67 years ago, Italian fascist Benito Mussolini’s corpse was displayed in Milan’s Piazzale Loreto.
I mention Mussolini because another tyrant has been brought to justice – Charles Taylor of Liberia, who has been convicted of sending thugs into neighbouring Sierra Leone. However, while Mussolini was administered justice by and among the people he misruled, Taylor was tried in The Hague and will be imprisoned in Great Britain – which required a special act of Parliament – because of fears of a West African trial causing renewed instability.
Instability is there in plenty. A message was gotten to Jeremy Vine’s BBC Radio 2 show from a Sierra Leonean whose whole family had been killed by Taylor’s thugs, including child soldiers. She is now living as an outcast in Gambia, where she can only get work as a prostitute. The child soldiers, no less outcasts, remain in Sierra Leone as an army in waiting.

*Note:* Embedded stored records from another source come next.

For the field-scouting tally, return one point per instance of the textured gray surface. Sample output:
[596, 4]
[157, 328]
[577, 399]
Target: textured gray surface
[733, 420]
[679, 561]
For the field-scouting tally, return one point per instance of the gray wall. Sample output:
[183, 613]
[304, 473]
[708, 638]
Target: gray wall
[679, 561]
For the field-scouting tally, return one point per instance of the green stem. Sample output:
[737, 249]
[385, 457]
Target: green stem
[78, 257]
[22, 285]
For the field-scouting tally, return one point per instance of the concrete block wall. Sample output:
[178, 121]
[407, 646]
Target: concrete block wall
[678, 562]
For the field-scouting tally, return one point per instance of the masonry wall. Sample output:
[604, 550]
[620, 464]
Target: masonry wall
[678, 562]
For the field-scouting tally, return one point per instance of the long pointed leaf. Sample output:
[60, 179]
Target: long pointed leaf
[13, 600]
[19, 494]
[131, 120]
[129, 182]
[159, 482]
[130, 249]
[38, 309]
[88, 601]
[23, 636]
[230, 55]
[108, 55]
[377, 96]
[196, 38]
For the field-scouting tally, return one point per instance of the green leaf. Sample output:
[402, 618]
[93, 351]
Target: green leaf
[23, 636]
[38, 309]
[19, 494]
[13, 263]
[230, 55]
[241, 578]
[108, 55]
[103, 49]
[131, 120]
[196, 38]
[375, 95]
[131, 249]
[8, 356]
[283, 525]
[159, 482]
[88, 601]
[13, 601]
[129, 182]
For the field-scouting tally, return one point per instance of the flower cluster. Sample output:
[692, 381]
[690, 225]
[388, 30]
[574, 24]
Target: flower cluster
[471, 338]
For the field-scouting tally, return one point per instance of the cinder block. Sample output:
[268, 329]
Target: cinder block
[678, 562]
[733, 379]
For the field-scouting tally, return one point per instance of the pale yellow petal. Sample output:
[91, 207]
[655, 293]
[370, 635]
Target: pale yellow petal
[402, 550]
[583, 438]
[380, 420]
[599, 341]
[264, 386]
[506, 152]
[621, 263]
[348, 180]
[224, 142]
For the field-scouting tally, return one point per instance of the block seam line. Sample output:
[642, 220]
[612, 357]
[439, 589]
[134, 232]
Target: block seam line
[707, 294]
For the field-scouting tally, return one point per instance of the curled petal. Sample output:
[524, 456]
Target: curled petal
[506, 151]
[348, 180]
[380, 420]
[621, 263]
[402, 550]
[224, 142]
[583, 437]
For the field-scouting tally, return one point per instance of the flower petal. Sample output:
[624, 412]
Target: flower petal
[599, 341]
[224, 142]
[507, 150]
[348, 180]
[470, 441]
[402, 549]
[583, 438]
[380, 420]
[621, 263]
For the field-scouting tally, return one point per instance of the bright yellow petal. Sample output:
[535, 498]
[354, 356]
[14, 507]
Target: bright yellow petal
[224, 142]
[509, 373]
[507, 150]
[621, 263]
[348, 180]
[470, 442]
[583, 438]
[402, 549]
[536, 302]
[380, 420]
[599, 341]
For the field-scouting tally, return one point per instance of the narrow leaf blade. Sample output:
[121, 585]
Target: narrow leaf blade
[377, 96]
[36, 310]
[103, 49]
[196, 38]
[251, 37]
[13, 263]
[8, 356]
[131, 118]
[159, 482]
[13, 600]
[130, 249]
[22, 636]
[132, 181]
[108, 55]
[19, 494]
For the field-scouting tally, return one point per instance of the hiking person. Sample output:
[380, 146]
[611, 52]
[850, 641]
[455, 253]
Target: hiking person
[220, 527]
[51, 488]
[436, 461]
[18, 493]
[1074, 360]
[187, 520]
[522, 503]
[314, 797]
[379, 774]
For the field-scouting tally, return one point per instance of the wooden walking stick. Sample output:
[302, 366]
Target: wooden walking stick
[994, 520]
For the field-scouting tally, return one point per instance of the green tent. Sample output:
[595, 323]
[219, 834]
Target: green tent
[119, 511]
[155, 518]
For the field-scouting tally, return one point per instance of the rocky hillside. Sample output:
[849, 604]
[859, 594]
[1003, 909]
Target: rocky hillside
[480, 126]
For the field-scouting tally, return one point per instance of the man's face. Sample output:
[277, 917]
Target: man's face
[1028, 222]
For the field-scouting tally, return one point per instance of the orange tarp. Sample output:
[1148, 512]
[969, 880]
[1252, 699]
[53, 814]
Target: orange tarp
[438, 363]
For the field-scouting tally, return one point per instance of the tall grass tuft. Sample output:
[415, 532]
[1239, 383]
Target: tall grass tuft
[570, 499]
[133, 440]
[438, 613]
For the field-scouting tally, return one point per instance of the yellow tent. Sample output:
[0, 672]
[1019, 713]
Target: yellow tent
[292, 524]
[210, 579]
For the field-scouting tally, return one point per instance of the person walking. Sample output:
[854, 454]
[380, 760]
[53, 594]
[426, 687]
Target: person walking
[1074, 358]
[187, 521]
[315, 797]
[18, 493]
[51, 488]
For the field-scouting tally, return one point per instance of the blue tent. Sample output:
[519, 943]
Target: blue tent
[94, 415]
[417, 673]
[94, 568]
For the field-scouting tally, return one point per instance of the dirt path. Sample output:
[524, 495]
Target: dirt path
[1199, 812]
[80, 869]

Mussolini’s execution and subsequent display within the country he brutalised surely cooled the heads of other budding little caesars. Wouldn’t a similar display of Taylor’s earthly remains in Sierra Leone likewise provide food for thought?
The only reason I can think of for Taylor’s trial being held in Europe is racism. A bunch of predominantly white liberals decided that West Africans cannot be allowed to hold their own leaders to account for their actions. So they send the UN in like a knight in shining armour, their self-righteousness blinding them to the fact that this is far from a fairy-tale, and the only happily-ever-after will be Taylor’s as his every human right is pandered to in a British jail.
Surely there's still time for common-sense to trump western ethnocentrism? Taylor needs to be sent back home to his own people for sentence, to be done to as he did to them. Then maybe, just maybe, a budding demagogue may think, "perhaps not".